How often do you lose your way? It's easy enough to get lost on the highway or in the forest, but what about your path through life? You would think that regarding a matter so important -- our life's mission or purpose -- we would stay constantly focused. But it seems that much of the time, we don't.

I know I find myself frequently off track with what I consider my life's work. Sometimes the detours are small, and I can easily find my way back. Other times, I discover that I have somehow wandered far from the path, and getting myself headed in the right direction again can be a struggle.

Yesterday, I was looking at a lengthy list of to-do's that all needed to be accomplished before the end of the month. The list was far too long to tackle, so I cut it down to what needed to happen in the next couple of days. When I discovered it was still too long to possibly complete in the time available, an alarm bell rang. I've been in this place before, and luckily, I recognized it. Too long a to-do list is a signpost informing me that I'm off track in life. Even though I was sure I knew my way this time, somehow I'd gotten lost again.

Your personal signpost for this place may be different, but if you look carefully, you'll identify it. Perhaps it is sleeplessness or bad dreams that let you know you've taken a wrong turn.

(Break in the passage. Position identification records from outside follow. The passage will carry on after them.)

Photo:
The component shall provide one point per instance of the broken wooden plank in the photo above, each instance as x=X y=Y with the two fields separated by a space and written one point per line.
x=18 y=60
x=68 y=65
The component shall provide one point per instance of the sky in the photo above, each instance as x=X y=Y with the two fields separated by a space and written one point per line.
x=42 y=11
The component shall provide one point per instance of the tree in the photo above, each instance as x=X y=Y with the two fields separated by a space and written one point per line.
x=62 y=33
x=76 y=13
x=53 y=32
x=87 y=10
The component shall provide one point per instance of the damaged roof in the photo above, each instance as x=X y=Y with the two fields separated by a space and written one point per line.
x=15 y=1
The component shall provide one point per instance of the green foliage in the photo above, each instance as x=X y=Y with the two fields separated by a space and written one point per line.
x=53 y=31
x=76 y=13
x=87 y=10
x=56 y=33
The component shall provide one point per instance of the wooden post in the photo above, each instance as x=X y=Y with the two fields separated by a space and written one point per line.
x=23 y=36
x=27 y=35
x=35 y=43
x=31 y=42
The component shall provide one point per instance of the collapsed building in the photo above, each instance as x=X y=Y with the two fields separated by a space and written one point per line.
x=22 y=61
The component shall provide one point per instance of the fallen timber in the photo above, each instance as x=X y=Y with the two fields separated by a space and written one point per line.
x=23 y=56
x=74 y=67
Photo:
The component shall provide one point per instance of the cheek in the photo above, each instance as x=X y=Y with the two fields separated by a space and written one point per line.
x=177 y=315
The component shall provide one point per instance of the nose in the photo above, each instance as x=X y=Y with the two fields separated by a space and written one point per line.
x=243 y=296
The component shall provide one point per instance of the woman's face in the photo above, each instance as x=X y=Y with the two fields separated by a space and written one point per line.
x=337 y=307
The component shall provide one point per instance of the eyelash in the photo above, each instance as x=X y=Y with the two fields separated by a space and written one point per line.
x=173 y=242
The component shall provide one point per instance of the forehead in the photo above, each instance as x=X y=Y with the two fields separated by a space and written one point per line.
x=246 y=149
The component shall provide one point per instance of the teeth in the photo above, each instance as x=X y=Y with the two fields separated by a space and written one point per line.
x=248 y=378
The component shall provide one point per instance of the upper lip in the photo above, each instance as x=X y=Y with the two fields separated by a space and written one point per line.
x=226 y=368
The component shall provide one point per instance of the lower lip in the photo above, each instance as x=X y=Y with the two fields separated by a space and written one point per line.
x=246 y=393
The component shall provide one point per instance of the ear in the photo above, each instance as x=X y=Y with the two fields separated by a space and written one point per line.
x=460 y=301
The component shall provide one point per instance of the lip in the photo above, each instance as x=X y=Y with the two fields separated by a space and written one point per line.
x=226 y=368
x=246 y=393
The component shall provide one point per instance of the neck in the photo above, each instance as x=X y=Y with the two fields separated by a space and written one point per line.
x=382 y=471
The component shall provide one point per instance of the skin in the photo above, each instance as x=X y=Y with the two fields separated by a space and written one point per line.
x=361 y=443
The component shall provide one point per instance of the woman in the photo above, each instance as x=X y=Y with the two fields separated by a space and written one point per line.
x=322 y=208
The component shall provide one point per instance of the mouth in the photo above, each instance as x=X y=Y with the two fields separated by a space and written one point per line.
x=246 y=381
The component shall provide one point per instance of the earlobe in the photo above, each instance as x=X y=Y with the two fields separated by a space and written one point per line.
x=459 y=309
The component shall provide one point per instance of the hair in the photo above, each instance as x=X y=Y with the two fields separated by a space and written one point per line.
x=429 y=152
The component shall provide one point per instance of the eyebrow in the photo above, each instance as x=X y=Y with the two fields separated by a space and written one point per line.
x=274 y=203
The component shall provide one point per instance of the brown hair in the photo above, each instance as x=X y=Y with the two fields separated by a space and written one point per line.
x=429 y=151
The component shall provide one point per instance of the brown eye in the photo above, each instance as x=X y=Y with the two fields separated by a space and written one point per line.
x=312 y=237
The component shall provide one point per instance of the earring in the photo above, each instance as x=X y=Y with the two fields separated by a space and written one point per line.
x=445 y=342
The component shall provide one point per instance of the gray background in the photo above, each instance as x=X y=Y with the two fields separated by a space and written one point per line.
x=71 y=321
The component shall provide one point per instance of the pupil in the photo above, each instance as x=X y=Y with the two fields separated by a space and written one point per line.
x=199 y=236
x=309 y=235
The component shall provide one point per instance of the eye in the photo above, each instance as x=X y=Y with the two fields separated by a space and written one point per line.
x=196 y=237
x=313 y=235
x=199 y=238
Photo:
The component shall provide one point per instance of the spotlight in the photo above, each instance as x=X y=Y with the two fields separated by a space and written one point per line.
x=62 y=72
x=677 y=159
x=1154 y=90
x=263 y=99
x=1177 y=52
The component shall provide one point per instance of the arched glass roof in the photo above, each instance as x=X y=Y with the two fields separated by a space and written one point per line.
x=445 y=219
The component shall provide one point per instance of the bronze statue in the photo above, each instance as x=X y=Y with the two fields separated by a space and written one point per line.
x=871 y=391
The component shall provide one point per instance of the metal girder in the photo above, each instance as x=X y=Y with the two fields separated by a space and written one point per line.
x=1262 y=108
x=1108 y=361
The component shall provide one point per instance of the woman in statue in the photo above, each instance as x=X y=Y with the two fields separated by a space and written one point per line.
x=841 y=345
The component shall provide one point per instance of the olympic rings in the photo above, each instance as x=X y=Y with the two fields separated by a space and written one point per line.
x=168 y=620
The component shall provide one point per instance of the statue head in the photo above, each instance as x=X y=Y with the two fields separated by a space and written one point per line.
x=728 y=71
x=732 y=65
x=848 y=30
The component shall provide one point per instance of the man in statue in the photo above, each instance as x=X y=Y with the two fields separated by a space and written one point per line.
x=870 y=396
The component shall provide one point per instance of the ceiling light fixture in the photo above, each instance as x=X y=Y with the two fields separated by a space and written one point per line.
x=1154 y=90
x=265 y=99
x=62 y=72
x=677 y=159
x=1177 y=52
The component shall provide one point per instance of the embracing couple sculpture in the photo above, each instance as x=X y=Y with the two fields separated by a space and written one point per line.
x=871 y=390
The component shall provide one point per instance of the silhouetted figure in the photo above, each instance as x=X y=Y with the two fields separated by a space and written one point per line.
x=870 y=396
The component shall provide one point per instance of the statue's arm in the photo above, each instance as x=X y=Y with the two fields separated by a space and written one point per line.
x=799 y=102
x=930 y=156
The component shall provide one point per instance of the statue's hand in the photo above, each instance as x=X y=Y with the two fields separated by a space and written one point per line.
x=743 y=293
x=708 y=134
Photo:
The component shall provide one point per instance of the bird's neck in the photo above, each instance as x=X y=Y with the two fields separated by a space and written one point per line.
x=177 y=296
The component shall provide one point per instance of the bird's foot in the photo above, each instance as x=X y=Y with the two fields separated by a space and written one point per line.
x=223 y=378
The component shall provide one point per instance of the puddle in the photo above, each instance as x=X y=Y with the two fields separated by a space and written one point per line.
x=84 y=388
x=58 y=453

Or you find yourself avoiding things you "should" be doing by watching TV or surfing the web. Or a loved one tells you that you seem unusually irritable or sad.

Once you know that you are lost, how do you find your way back? I recently asked some readers of this blog for their ideas about how to return to a purposeful path once you have wandered away. Here are some of their suggestions:

o Make a plan for what you're trying to do. Then you can refer to it and see where you need to go next.
o Get back in touch with your initial vision or passion -- read what you wrote about it, or go back to the spot where you last experienced it.
o Do just one thing that will point you in the direction of your mission.
o Connect with others who you believe have a similar vision.
o Seek out a role model or mentor to inspire you -- someone you know or someone you've heard of.
o Start a group where you are the leader and your followers will keep you on track.

For me, struggling with my mile-long to-do list, I started by asking how many of the items listed there were "on purpose." It turns out that very few of them were. I don't mean that they got on my list by accident or someone else's request -- I had chosen them all. But only a small percentage of what I had chosen was relevant to my true mission in life. The rest were a collection of shoulds, nice-to-have's, and the result of old habits I keep trying to outgrow.

After deleting a big chunk of the off-purpose tasks and moving some of the on-purpose items to the top, I felt much more on track. At least for the moment -- I'll probably have to do the same thing again a month from now.